Re: [patch] v2 mm/slub: restore/expand unfreeze_partials() local exclusion scope

From: Vlastimil Babka
Date: Sun Jul 18 2021 - 17:19:53 EST


On 7/17/21 4:58 PM, Mike Galbraith wrote:
> On Thu, 2021-07-15 at 18:34 +0200, Mike Galbraith wrote:
>> Greetings crickets,
>>
>> Methinks he problem is the hole these patches opened only for RT.
>>
>> static void put_cpu_partial(struct kmem_cache *s, struct page *page,
>> int drain)
>> {
>> #ifdef CONFIG_SLUB_CPU_PARTIAL
>> struct page *oldpage;
>> int pages;
>> int pobjects;
>>
>> slub_get_cpu_ptr(s->cpu_slab);
>> ^^^^^^^^^^^^^^^^^^^^^^^^^^^^^
>
> Bah, I'm tired of waiting to see what if anything mm folks do about
> this little bugger, so I'm gonna step on it my damn self and be done
> with it. Fly or die little patchlet.
>
> mm/slub: restore/expand unfreeze_partials() local exclusion scope
>
> 2180da7ea70a ("mm, slub: use migrate_disable() on PREEMPT_RT") replaced
> preempt_disable() in put_cpu_partial() with migrate_disable(), which when
> combined with ___slab_alloc() having become preemptibile, leads to
> kmem_cache_free()/kfree() blowing through ___slab_alloc() unimpeded,
> and vice versa, resulting in PREMPT_RT exclusive explosions in both
> paths while stress testing with both SLUB_CPU_PARTIAL/MEMCG enabled,
> ___slab_alloc() during allocation (duh), and __unfreeze_partials()
> during free, both while accessing an unmapped page->freelist.
>
> Serialize put_cpu_partial()/unfreeze_partials() on cpu_slab->lock to

Hm you mention put_cpu_partial() but your patch handles only the
unfreeze_partial() call from that function? If I understand the problem
correctly, all modifications of cpu_slab->partial has to be protected
on RT after the local_lock conversion, thus also the one that
put_cpu_partial() does by itself (via this_cpu_cmpxchg).

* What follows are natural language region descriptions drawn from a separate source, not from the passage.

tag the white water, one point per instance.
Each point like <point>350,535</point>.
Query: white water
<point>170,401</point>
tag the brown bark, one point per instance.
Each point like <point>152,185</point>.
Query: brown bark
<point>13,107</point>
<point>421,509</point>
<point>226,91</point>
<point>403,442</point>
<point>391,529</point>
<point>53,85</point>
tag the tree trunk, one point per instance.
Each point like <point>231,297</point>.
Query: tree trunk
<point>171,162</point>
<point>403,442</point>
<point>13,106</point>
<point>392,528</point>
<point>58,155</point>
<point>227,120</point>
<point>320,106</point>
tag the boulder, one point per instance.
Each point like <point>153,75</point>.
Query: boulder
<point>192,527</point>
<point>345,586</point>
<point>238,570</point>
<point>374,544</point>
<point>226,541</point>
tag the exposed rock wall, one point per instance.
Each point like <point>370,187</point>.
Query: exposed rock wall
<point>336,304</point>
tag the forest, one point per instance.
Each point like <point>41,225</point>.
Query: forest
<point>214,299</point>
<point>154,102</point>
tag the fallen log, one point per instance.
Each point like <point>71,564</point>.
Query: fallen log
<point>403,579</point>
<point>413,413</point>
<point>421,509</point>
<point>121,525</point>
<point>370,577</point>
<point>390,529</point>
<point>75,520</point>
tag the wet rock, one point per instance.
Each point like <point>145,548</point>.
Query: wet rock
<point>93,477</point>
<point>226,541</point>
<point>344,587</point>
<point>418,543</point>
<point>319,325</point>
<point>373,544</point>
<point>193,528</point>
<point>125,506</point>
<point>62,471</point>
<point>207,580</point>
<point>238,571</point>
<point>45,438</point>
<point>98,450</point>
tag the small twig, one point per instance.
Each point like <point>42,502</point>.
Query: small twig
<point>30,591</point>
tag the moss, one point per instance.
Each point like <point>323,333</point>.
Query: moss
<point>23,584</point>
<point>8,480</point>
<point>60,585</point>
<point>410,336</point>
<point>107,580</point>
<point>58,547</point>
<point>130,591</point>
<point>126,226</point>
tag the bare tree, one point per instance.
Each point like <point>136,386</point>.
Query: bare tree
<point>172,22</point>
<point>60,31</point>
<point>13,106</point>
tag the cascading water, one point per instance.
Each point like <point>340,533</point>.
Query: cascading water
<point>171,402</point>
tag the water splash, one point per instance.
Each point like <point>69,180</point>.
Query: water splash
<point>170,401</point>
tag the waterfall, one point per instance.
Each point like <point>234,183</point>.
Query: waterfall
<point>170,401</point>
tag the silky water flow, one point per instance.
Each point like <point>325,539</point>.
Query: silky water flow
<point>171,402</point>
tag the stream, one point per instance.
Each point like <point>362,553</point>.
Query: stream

On the other hand the slub_cpu_dead() part should really be unnecessary,
as tglx pointed out.

How about the patch below? It handles also the recursion issue
differently by not locking around __unfreeze_partials().
If that works, I can think of making it less ugly :/

----8<----
diff --git a/mm/slub.c b/mm/slub.c
index 581004a5aca9..1c7a41460941 100644
--- a/mm/slub.c
+++ b/mm/slub.c
@@ -2437,6 +2437,9 @@ static void unfreeze_partials(struct kmem_cache *s)
{
struct page *partial_page;

+#ifdef CONFIG_PREEMPT_RT
+ local_lock(&s->cpu_slab->lock);
+#endif
do {
partial_page = this_cpu_read(s->cpu_slab->partial);

@@ -2444,6 +2447,9 @@ static void unfreeze_partials(struct kmem_cache *s)
this_cpu_cmpxchg(s->cpu_slab->partial, partial_page, NULL)
!= partial_page);

+#ifdef CONFIG_PREEMPT_RT
+ local_unlock(&s->cpu_slab->lock);
+#endif
if (partial_page)
__unfreeze_partials(s, partial_page);
}
@@ -2482,7 +2488,11 @@ static void put_cpu_partial(struct kmem_cache *s, struct page *page, int drain)
int pages;
int pobjects;

- slub_get_cpu_ptr(s->cpu_slab);
+#ifndef CONFIG_PREEMPT_RT
+ get_cpu_ptr(s->cpu_slab);
+#else
+ local_lock(&s->cpu_slab->lock);
+#endif
do {
pages = 0;
pobjects = 0;
@@ -2496,7 +2506,15 @@ static void put_cpu_partial(struct kmem_cache *s, struct page *page, int drain)
* partial array is full. Move the existing
* set to the per node partial list.
*/
+#ifndef CONFIG_PREEMPT_RT
unfreeze_partials(s);
+#else
+ this_cpu_write(s->cpu_slab->partial, NULL);
+ local_unlock(&s->cpu_slab->lock);
+ __unfreeze_partials(s, oldpage);
+ local_lock(&s->cpu_slab->lock);
+#endif
+
oldpage = NULL;
pobjects = 0;
pages = 0;
@@ -2513,7 +2531,11 @@ static void put_cpu_partial(struct kmem_cache *s, struct page *page, int drain)

} while (this_cpu_cmpxchg(s->cpu_slab->partial, oldpage, page)
!= oldpage);
- slub_put_cpu_ptr(s->cpu_slab);
+#ifndef CONFIG_PREMPT_RT
+ put_cpu_ptr(s->cpu_slab);
+#else
+ local_unlock(&s->cpu_slab->lock);
+#endif
#endif /* CONFIG_SLUB_CPU_PARTIAL */
}